Sob esse viés, cabe destacar os fatores que, infelizmente, perpetuam essa adversidade na contemporaneidade. Nessa lógica, de acordo com o Jornal Metrópole, apenas 1% dos agressores são punidos o que permite a continuidade dos recorrentes casos de estupro no Brasil. Somado a isso, no célebre livro Eichmann em Jerusalém, a filósofa Hannah Arendt reitera a trivialidade da falência dos valores morais como forma de propagação da maldade, ou seja, o mal, quando rotineiro, torna-se ainda mais perverso, pois tende a ser banalizado. Sendo assim, a frequência em que essa violação acontece, mediante à impunidade dos criminosos, tende a expor a sociedade a um mal de maneira a torná-lo banal. Desse modo, a continuidade desse cenário priva boa parte do corpo social de usufruírem seus direitos constitucionais.

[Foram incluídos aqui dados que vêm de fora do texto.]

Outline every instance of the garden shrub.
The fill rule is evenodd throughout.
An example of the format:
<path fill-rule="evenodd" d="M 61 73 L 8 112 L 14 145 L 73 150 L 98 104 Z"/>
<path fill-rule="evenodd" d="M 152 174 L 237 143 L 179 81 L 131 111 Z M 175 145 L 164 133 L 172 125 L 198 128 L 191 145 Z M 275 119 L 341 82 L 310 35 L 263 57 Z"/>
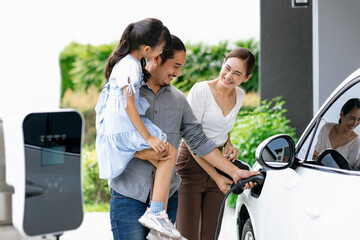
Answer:
<path fill-rule="evenodd" d="M 289 134 L 295 141 L 295 128 L 291 127 L 290 120 L 285 116 L 283 108 L 285 101 L 281 97 L 270 101 L 262 101 L 254 110 L 240 111 L 234 128 L 231 131 L 231 142 L 239 149 L 239 159 L 250 166 L 255 163 L 257 146 L 268 137 L 275 134 Z M 228 197 L 228 205 L 235 207 L 237 195 Z"/>
<path fill-rule="evenodd" d="M 94 146 L 96 139 L 95 119 L 96 112 L 94 109 L 83 111 L 85 128 L 84 128 L 84 145 Z"/>
<path fill-rule="evenodd" d="M 99 178 L 99 166 L 94 146 L 83 147 L 82 186 L 85 205 L 110 202 L 108 181 Z"/>
<path fill-rule="evenodd" d="M 73 69 L 75 59 L 84 51 L 86 51 L 86 45 L 71 42 L 60 53 L 61 98 L 64 97 L 67 89 L 74 90 L 75 84 L 70 72 Z"/>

Além disso, é pertinente ressaltar as características que evidenciam a cultura do estupro na sociedade brasileira. Sob esse prisma, segue o trecho da música de protesto entoado por um grupo de feministas chilenas em resposta à violência contra a mulher: “E a culpa não era minha, nem onde estava, nem o que vestia, o estuprador é você”. Mediante isso, é válido observar a peculiaridade desse crime, reverberada na letra do refrão supracitado, o qual, na busca por atribuir justificativas para um atentado hedionda, a vítima tende a ser julgada ao invés do agressor, seja pela forma como estava vestida ou se estava bêbada e, portanto, em situação de risco. Dessa forma, faz-se imprescindível a transformação da mentalidade social para minimizar essa problemática.
Destarte, urge a mobilização do corpo social em associação às Secretarias Estaduais de Justiça e Defesa da Cidadania e ao Ministério da Educação em pressionar a apuração dos crimes de estupros pelos órgão jurídicos, para que os criminosos sejam devidamente punidos, como também devem desenvolver debates envolvendo a comunidade municipal, a fim de forjar no cidadão um caráter empático, para desvincula-lo dessa cultural suplantada e fertilizada na sociedade hodierna. Dessa maneira, será possível garantir o direito à segurança ao minimizar tanto o sensação de impunidade, quanto a mentalidade que legitima o estupro.